PrimAITE/docs/source/custom_agent.rst

Custom Agents
=============


**Integrating a user defined blue agent**

Integrating a blue agent with PrimAITE requires some modification of the code within the main.py file. The main.py file
consists of a number of functions, each of which will invoke training for a particular agent. These are:

* Generic (run_generic)
* Stable Baselines 3 PPO (:func:`~primaite.main.run_stable_baselines3_ppo)
* Stable Baselines 3 A2C (:func:`~primaite.main.run_stable_baselines3_a2c)
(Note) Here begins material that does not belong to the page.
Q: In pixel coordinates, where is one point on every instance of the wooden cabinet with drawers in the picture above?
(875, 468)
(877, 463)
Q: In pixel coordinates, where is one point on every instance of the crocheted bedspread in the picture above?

The selection of which agent type to use is made via the training config file. In order to train a user generated agent,
the run_generic function should be selected, and should be modified (typically) to be:

.. code:: python

    agent = MyAgent(environment, num_steps)
    for episode in range(0, num_episodes):
        agent.learn()
    env.close()
    save_agent(agent)

Where:

* *MyAgent* is the user created agent
* *environment* is the :class:`~primaite.environment.primaite_env.Primaite` environment
* *num_episodes* is the number of episodes in the session, as defined in the training config file
* *num_steps* is the number of steps in an episode, as defined in the training config file
* the *.learn()* function should be defined in the user created agent
* the *env.close()* function is defined within PrimAITE
* the *save_agent()* assumes that a *save()* function has been defined in the user created agent. If not, this line can
  be ommitted (although it is encouraged, since it will allow the agent to be saved and ported)

The code below provides a suggested format for the learn() function within the user created agent.
It's important to include the *self.environment.reset()* call within the episode loop in order that the
environment is reset between episodes. Note that the example below should not be considered exhaustive.

.. code:: python

    def learn(self) :

    # pre-reqs

    # reset the environment
    self.environment.reset()
    done = False

    for step in range(max_steps):
        # calculate the action
        action = ...

        # execute the environment step
        new_state, reward, done, info = self.environment.step(action)

        # algorithm updates
        ...

        # update to our new state
        state = new_state

        # if done, finish episode
        if done == True:
            break